Notebook prepared by Muhammad Sohail Abbas

# PAI Lab 04

## Outline
* Numpy

## File Reading

The key function for working with files in Python is the open() function.

The open() function takes two parameters; filename, and mode.

In addition you can specify if the file should be handled as binary or text mode

"t" - Text - Default value. Text mode


In [23]:
f = open("Strings.txt")

In [28]:
f = open("Strings.txt", "rt")

Because "r" for read, and "t" for text are the default values, you do not need to specify them.

In [43]:
f = open("Strings.txt", "rt",encoding="utf-8")
text = []
# loop through each line
for line in f.readlines():
    text.append(line.strip())
    
print(text[:5])

['A', '', '', '', 'A-  prefix (also an- before a vowel sound) not, without (amoral). [greek]']


For File writing and deletion visit [Documentation](https://www.w3schools.com/python/python_file_write.asp)

# Numpy

Numpy is the core library for scientific computing in Python. It
provides a high-performance multidimensional array object, and tools for
working with these arrays.
To use Numpy, we first need to import the `numpy` package. By
convention, we import it using the alias `np`. Then, when we want to use
modules or functions in this library, we preface them with `np.`

In [1]:
pip install numpy # conda install numpy

/usr/bin/python3: No module named pip
Note: you may need to restart the kernel to use updated packages.


In [2]:
import numpy as np

## Numpy Arrays

A numpy array is a grid of values, all of the same type, and is indexed
by a tuple of nonnegative integers. The number of dimensions is the rank
of the array; the shape of an array is a tuple of integers giving the
size of the array along each dimension.
We can create a `numpy` array by passing a Python list to `np.array()`.

In [47]:
a = np.array([1, 2, 3])  # Create a rank 1 array
a

array([1, 2, 3])

This creates the array we can see on the right here:

![](http://jalammar.github.io/images/numpy/create-numpy-array-1.png)

In [49]:
print(type(a), a.shape, a[0], a[1], a[2])
a[0] = 5                 # Change an element of the array
print(a)                  

<class 'numpy.ndarray'> (3,) 1 2 3
[5 2 3]


To create a `numpy` array with more dimensions, we can pass nested
lists, like this:

![](http://jalammar.github.io/images/numpy/numpy-array-create-2d.png)
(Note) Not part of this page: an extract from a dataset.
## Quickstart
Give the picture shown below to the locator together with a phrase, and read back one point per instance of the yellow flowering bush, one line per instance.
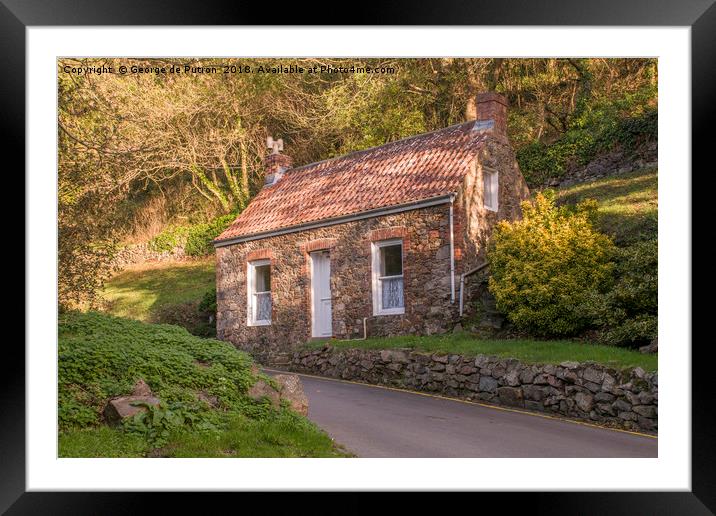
(549, 269)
![](http://jalammar.github.io/images/numpy/numpy-3d-array.png)

In [51]:
b = np.array([[1,2],[3,4]])   # Create a rank 2 array
print(b)

[[1 2]
 [3 4]]


In [52]:
print(b.shape)

(2, 2)


There are often cases when we want numpy to initialize the values of the
array for us. numpy provides methods like `ones()`, `zeros()`, and
`random.random()` for these cases. We just pass them the number of
elements we want it to generate:

![](http://jalammar.github.io/images/numpy/create-numpy-array-ones-zeros-random.png)
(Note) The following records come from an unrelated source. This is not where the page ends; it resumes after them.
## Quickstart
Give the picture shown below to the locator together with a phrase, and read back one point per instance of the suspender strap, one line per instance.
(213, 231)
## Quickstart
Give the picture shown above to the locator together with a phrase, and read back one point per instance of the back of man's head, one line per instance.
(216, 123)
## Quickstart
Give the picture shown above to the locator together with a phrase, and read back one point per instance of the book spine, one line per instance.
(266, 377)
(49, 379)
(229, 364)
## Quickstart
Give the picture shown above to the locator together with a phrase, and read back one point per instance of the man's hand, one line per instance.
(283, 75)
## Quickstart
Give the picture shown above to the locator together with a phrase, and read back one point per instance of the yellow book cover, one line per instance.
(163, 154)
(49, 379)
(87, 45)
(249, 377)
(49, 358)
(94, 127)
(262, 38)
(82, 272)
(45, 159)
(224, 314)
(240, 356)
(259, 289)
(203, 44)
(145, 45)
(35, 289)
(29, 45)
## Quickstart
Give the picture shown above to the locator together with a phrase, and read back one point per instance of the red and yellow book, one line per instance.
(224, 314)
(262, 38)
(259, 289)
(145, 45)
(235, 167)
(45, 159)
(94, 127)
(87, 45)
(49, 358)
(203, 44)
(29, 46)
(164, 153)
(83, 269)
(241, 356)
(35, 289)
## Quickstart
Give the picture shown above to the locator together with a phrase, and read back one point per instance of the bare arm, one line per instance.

We can also use these methods to produce multi-dimensional arrays, as
long as we pass them a tuple describing the dimensions of the matrix we
want to create:

![](http://jalammar.github.io/images/numpy/numpy-matrix-ones-zeros-random.png)

![](http://jalammar.github.io/images/numpy/numpy-3d-array-creation.png)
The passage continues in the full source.